Potential bypass of sudo_noexec.so via wordexp()

A flaw exists in sudo’s noexec functionality that may allow a user with sudo privileges to run additional commands even when the NOEXEC tag has been applied to a command that uses the wordexp() function.

1.6.8 through 1.8.18 inclusive.

This vulnerability has been assigned CVE-2016-7076 in the Common Vulnerabilities and Exposures database.

Sudo supports an optional setting to prevent the command being executed from executing further commands. On most platforms this is implemented as a dynamic shared object file that is loaded by the dynamic loader when sudo sets the LD_PRELOAD environment variable to the fully-qualified path of sudo_noexec.so. The sudo_noexec.so file prevents the execution of further commands by replacing the functions that would otherwise execute a new command with versions that always return an error.
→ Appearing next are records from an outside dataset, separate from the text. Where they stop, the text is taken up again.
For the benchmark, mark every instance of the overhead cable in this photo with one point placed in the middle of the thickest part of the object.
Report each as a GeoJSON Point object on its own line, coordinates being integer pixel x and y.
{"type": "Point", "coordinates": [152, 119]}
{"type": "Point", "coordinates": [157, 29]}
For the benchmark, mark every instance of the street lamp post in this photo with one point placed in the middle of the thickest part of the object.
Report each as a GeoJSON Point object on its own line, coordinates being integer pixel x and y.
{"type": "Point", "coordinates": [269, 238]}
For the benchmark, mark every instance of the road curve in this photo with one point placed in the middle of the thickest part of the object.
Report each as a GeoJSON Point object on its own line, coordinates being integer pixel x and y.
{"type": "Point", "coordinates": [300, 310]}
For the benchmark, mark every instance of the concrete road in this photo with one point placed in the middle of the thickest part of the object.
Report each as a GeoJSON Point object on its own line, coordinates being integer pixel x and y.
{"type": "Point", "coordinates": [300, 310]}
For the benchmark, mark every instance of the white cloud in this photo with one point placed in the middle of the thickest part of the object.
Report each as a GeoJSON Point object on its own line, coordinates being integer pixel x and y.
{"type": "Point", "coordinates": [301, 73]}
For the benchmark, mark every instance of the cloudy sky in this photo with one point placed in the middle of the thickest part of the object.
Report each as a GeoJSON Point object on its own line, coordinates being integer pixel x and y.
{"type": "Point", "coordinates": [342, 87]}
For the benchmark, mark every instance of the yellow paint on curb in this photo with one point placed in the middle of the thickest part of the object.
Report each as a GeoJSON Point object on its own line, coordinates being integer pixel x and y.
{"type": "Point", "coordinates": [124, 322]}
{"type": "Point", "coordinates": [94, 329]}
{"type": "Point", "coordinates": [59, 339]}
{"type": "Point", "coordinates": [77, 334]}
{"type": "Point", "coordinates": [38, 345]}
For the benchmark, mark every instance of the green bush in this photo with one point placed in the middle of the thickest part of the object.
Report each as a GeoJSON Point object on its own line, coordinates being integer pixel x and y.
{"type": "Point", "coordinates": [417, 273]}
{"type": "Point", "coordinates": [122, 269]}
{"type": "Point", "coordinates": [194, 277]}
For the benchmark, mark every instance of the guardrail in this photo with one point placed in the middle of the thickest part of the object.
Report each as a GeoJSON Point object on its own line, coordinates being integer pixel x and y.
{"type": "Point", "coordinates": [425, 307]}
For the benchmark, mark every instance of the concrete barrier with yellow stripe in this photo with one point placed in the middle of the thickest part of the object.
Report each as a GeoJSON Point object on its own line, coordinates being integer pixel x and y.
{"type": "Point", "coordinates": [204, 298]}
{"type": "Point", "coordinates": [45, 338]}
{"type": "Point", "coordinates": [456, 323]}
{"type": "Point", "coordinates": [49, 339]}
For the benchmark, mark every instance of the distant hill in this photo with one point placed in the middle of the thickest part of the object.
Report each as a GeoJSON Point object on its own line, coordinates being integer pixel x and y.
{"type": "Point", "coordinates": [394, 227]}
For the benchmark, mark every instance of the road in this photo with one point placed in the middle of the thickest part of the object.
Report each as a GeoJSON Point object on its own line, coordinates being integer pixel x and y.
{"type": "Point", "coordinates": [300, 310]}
Versions of sudo prior to 1.8.18p1 did not replace the wordexp() function which may be used to run commands when the WRDE_NOCMD flag is not specified.

Exploitation of the bug requires that the sudoers file be configured such that either the noexec Defaults setting is enabled or the NOEXEC tag is applied to a command that calls the wordexp() function without specifying the WRDE_NOCMD flag.

Successful exploitation of the bug will allow a user to additional commands even when the NOEXEC tag is specified for a command or the noexec Defaults setting is in effect.

The bug was fixed in sudo 1.8.18p1. When noexec is enabled, sudo now wraps the wordexp() function and always adds the WRDE_NOCMD flag before calling the C library version of the function. Additionally, on Linux systems that support seccomp filters, access to the execve() system call has been disabled entirely.

This problem was reported by Florian Weimer who also suggested using a seccomp filter on Linux.